Italian lamb sausage w/ sweet mustard $5 - 2 lamb kebabs on sticks. From the 1 stick I tried I thought it was good.
chicken & matzo ball soup $5 - It's a small bowl. Bowl is tilted. 1 fat matzo ball - nice & tender, lots of small chunks of chicken, a few chunks of carrots & celery. Fine.
House caesar salad $8 + grilled chicken $4 = $12. I thought it was just average, nothing special.
Desserts: All $7 - didn't try any.
Our total before tip was $33.87. They take credit cards.
Separate bathrooms way in the back of the restaurant.
Fri 11:30-2, closed sundown - Sat
Sun brunch 10-3; 5-9
If it's truly kosher, how can it be that they serve *rare* roast beef? And may we assume that the lamb "blt" is sans the "b" as in bacon?
Is it all Ashkenazic food or do they have Mizrahi food as well? We need a good Yemenite place! (and no frozen malawach and jachnun - we can buy and make that ourselves)
Rare is certainly compatible with kosher. Once the meat is soaked and salted, there is no blood in it from the standpoint of Jewish law, and it can even be served raw as a tartare. I recognize that there is a long tradition, especially among the Sephardim and Israelis, of eating their grilled meats well done, with no red whatsoever, but it has nothing to do with Jewish law. Among Ashkenazim, it was rare to have anything other than long-braised meat (tough cuts of meat were all that was available at an affordable price, if one could eat meat at all), and of course, it was well done, but here again, nothing to do with kashrus. And as to lamb blt, it's "lamb bacon", not true pork bacon.
First the context- I'm not kosher, but my boyfriend of six months is. He's strictly kosher, so we haven't ever been out to dinner at a restaurant (the only place we could've gone is Sabra, and it's so overpriced and has such a bad reputation I wasn't interested). Like I say, I'm not kosher, and I eat out a lot, and I'm fussy.
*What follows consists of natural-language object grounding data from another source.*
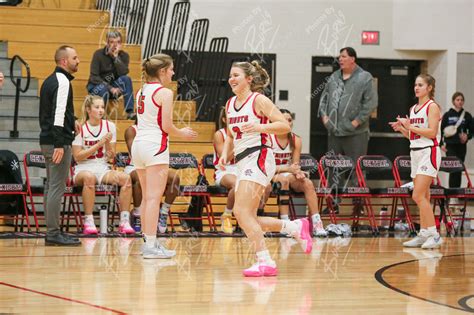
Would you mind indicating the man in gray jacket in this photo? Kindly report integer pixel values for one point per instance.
(345, 106)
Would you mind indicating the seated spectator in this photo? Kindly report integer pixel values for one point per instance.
(109, 69)
(172, 185)
(92, 150)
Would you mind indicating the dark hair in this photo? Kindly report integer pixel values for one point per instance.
(291, 140)
(61, 52)
(430, 81)
(350, 51)
(260, 76)
(456, 94)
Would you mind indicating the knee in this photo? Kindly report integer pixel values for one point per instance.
(89, 181)
(418, 197)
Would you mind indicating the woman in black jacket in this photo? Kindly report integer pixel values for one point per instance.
(456, 144)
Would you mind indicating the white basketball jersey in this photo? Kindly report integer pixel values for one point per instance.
(150, 117)
(223, 132)
(419, 119)
(90, 135)
(282, 154)
(244, 115)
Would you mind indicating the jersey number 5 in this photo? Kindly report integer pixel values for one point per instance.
(238, 133)
(141, 105)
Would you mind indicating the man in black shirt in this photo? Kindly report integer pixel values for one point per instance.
(57, 124)
(109, 69)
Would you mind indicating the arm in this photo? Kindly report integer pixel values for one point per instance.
(369, 102)
(129, 137)
(265, 107)
(121, 63)
(165, 98)
(434, 117)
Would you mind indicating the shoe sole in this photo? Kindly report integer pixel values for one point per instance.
(306, 236)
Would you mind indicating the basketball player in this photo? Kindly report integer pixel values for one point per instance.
(251, 117)
(287, 151)
(150, 149)
(422, 128)
(172, 185)
(92, 149)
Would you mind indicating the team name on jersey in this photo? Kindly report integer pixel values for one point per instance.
(238, 119)
(420, 120)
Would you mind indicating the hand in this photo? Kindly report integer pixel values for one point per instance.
(222, 162)
(106, 139)
(58, 155)
(77, 127)
(115, 91)
(405, 122)
(188, 134)
(294, 168)
(325, 120)
(251, 127)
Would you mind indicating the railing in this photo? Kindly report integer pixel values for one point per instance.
(17, 83)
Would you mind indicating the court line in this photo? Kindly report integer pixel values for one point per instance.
(379, 277)
(61, 298)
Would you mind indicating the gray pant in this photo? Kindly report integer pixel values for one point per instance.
(352, 146)
(55, 185)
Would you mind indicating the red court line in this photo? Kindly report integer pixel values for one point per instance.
(61, 298)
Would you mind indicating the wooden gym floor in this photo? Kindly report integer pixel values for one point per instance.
(341, 276)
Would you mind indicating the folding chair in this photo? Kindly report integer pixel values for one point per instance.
(12, 191)
(402, 172)
(337, 166)
(187, 161)
(102, 190)
(379, 166)
(450, 165)
(308, 165)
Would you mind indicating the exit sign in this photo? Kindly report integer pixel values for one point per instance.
(370, 37)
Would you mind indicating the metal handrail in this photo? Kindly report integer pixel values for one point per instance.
(17, 83)
(28, 74)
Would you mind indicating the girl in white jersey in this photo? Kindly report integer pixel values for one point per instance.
(251, 117)
(150, 148)
(422, 128)
(287, 151)
(92, 149)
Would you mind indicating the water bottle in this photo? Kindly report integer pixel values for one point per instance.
(384, 219)
(103, 219)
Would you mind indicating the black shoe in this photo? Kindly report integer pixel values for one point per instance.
(61, 240)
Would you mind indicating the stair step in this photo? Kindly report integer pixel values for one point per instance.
(52, 33)
(43, 50)
(28, 106)
(10, 90)
(42, 68)
(63, 4)
(23, 15)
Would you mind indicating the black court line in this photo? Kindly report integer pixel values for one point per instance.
(462, 302)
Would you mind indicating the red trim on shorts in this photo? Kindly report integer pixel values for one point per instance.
(417, 111)
(433, 157)
(262, 156)
(253, 107)
(100, 129)
(164, 135)
(152, 99)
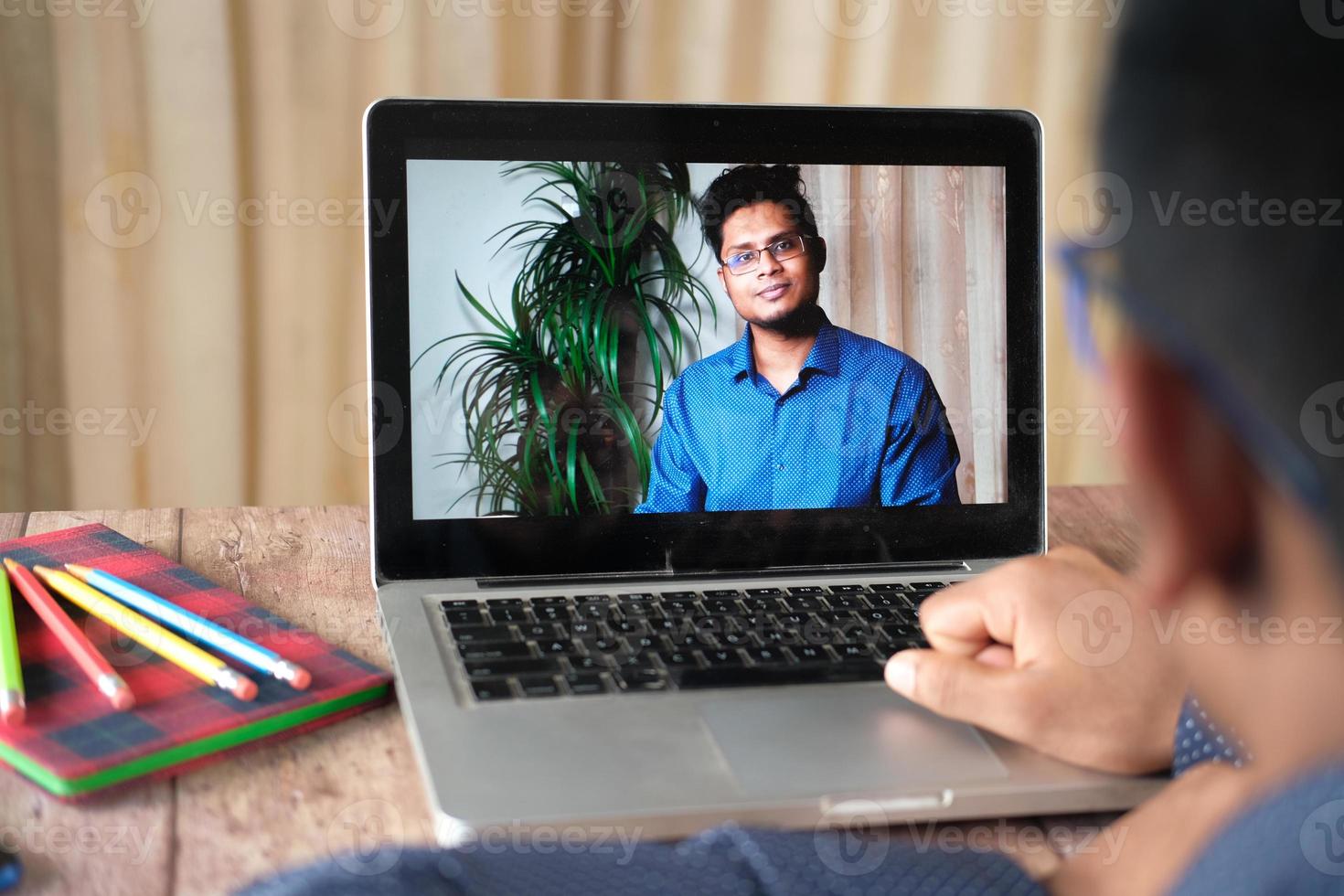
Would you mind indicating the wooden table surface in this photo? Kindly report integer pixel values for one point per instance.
(285, 804)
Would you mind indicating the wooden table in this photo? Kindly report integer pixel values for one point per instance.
(285, 804)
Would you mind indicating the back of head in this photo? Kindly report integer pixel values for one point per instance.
(1224, 123)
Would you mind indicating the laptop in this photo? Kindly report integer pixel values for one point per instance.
(677, 415)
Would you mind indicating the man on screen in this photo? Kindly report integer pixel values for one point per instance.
(797, 412)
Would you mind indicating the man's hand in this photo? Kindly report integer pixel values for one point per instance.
(1050, 652)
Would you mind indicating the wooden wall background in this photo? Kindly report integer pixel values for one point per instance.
(238, 341)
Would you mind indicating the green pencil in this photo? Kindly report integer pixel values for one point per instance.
(11, 677)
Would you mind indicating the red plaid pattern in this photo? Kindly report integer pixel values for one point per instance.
(73, 731)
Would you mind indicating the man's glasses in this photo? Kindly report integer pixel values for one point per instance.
(781, 251)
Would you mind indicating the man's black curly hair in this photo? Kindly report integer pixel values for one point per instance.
(749, 185)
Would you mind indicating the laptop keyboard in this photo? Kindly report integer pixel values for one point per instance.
(594, 644)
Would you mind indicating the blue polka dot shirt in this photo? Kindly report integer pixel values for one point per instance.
(862, 426)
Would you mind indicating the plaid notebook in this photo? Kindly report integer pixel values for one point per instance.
(74, 743)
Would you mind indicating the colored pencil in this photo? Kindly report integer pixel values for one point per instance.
(194, 626)
(151, 635)
(11, 673)
(71, 638)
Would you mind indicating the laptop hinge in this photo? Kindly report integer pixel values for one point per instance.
(774, 572)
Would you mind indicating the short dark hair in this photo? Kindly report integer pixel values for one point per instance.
(1238, 103)
(746, 186)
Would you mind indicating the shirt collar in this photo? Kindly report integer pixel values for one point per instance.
(824, 355)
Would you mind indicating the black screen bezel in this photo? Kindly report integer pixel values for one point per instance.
(698, 543)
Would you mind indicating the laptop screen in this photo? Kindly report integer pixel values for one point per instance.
(605, 337)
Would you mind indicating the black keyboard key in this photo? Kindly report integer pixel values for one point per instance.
(585, 683)
(591, 663)
(641, 680)
(558, 647)
(538, 687)
(679, 660)
(754, 676)
(492, 667)
(471, 635)
(717, 658)
(496, 689)
(768, 656)
(854, 652)
(509, 614)
(464, 618)
(494, 650)
(809, 653)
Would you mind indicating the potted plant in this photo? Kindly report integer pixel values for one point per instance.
(560, 392)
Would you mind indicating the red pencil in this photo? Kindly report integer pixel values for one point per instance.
(93, 663)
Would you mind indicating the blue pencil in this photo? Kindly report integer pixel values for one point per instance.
(194, 626)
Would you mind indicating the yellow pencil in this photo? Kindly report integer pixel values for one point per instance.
(134, 626)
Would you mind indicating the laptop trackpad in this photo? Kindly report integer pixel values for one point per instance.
(844, 739)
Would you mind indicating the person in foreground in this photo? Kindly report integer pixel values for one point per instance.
(798, 412)
(1232, 368)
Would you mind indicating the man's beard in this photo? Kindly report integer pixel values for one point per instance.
(803, 320)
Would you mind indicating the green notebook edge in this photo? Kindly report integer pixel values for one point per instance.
(185, 752)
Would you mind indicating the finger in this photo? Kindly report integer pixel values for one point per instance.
(968, 618)
(960, 688)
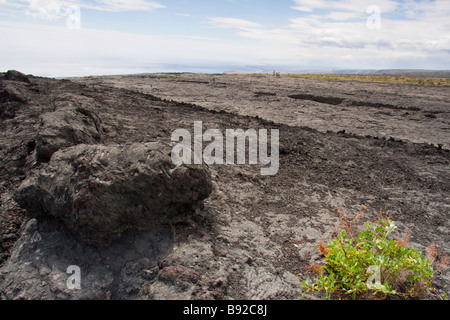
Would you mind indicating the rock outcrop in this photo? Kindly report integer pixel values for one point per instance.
(99, 191)
(73, 122)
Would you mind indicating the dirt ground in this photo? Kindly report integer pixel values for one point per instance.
(342, 145)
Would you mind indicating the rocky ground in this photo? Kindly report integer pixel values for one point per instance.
(342, 145)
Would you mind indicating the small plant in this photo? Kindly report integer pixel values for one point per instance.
(370, 266)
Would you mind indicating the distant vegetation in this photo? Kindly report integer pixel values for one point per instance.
(388, 78)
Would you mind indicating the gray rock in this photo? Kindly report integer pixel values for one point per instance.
(14, 75)
(98, 192)
(42, 262)
(73, 122)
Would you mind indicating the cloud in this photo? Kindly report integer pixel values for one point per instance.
(224, 22)
(56, 9)
(335, 33)
(124, 5)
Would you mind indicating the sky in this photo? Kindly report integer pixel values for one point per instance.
(59, 38)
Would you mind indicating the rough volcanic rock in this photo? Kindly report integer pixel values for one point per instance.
(39, 268)
(99, 191)
(73, 122)
(16, 76)
(12, 96)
We had dinner at TKT last night, and it was stellar. Every single thing we put in our mouths was fantastic, with the exception of one item, and we tried a lot. For apps we had the red mole turkey and brine-marinated eggplant. The eggplant was my favorite thing, just delicious- sort of like marinated mushrooms, but better. It came with smoky pita, charred on a grill. Then we had mediterranean salads, which were huge (shoulda split one, but we were greedy), full of cukes and great olives with more yummy pita. They also brought us bread, which was very good, and came with a pepper(?) tapenade and some very high quality olive oil for dipping. For mains, the bf had ribeye, which he pronounced "fantastic." I had the fish of the day, which was grilled haddock. Simple and perfectly cooked. So the only not so good thing of the evening was the pesto risotto the fish was served on- it was gluey and just not good. Plain rice would've been better. For dessert we had walnut fudge cake with orange fluff, and it was soooo good. Amazingly fudgey and rich, a chocolate lover's dream.
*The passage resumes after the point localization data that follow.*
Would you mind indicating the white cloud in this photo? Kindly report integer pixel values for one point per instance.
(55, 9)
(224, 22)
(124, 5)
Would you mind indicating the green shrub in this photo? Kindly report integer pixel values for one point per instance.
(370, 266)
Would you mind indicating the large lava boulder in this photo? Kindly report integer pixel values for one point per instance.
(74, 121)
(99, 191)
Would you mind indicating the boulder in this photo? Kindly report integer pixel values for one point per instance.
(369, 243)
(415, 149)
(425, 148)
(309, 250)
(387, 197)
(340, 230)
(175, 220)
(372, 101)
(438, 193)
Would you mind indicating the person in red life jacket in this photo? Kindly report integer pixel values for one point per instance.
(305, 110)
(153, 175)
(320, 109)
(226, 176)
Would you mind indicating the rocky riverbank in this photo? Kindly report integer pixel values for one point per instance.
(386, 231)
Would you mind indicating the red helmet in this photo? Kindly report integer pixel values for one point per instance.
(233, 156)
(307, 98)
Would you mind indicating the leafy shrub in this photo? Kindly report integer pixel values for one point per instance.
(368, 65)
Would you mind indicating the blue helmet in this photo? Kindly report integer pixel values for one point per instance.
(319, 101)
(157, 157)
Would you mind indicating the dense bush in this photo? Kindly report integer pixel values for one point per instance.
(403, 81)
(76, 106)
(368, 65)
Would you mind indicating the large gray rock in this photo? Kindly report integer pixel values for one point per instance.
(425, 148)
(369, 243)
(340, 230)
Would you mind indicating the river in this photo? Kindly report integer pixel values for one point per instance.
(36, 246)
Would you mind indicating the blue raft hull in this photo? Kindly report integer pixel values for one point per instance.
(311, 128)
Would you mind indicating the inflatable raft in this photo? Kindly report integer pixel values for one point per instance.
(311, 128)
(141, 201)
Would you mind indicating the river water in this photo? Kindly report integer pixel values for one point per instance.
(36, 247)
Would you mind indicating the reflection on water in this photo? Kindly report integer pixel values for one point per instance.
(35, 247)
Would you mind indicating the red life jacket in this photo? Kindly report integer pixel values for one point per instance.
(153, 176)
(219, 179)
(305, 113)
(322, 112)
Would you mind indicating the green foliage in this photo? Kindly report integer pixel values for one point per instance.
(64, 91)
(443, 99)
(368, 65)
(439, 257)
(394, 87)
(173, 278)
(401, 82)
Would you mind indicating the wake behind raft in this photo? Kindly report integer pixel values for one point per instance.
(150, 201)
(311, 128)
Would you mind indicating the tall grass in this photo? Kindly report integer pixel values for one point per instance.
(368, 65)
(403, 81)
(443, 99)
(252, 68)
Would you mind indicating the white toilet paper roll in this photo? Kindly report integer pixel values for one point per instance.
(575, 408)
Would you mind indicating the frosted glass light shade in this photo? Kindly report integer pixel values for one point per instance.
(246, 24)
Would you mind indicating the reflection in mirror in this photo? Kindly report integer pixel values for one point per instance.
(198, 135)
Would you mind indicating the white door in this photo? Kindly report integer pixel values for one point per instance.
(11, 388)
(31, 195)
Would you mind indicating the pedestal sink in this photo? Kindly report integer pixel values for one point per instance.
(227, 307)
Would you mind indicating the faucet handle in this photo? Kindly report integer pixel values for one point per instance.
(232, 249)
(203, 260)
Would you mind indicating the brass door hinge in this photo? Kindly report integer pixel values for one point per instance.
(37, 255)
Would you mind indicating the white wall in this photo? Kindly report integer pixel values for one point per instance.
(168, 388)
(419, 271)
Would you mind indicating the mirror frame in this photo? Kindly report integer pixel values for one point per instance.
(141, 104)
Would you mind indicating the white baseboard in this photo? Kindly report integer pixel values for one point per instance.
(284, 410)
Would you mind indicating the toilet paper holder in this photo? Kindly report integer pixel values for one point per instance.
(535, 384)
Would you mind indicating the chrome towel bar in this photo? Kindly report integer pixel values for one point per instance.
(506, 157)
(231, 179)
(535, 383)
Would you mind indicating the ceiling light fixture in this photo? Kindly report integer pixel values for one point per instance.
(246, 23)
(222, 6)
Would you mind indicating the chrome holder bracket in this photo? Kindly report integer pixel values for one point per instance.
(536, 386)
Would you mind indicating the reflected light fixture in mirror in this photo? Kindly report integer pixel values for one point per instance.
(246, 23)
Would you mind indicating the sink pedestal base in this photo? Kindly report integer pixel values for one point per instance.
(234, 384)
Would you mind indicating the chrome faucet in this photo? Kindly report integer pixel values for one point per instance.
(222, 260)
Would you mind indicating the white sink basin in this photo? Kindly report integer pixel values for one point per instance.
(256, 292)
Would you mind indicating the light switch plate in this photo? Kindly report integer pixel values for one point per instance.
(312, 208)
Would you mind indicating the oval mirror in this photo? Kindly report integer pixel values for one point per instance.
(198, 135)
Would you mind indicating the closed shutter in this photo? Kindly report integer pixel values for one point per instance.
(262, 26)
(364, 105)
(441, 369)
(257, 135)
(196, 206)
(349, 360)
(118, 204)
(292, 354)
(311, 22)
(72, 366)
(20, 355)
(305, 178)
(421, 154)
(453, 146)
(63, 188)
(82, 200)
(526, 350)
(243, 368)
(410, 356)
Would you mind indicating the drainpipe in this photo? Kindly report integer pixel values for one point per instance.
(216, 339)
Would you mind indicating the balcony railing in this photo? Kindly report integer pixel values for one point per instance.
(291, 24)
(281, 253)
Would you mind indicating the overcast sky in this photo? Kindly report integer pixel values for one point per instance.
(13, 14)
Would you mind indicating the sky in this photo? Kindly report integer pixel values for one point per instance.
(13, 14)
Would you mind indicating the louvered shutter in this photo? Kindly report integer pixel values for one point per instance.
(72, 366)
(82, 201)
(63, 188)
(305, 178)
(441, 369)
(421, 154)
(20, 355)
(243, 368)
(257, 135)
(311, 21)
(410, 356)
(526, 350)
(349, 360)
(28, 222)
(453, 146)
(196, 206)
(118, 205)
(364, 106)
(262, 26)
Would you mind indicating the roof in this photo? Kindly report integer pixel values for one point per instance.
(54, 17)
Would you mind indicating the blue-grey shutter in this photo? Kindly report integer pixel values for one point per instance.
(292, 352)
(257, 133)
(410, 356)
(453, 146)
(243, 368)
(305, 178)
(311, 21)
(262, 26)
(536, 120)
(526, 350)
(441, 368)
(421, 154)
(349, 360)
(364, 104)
I'm so impressed at the quality of the food- we'll be back soon. Dinner for two (including coffee and soda, no alcohol), was just under $100, including tax.
The cake alone is worth a trip. I bake a fair amount, so am picky about baked goods, and that cake was so fudgey, walnuty and chocolatey, what else could you want?
If you go this weekend, remember they're closed on Friday night through Saturday (for Shabbat), reopening for brunch and dinner on Sunday. They're on Open Table.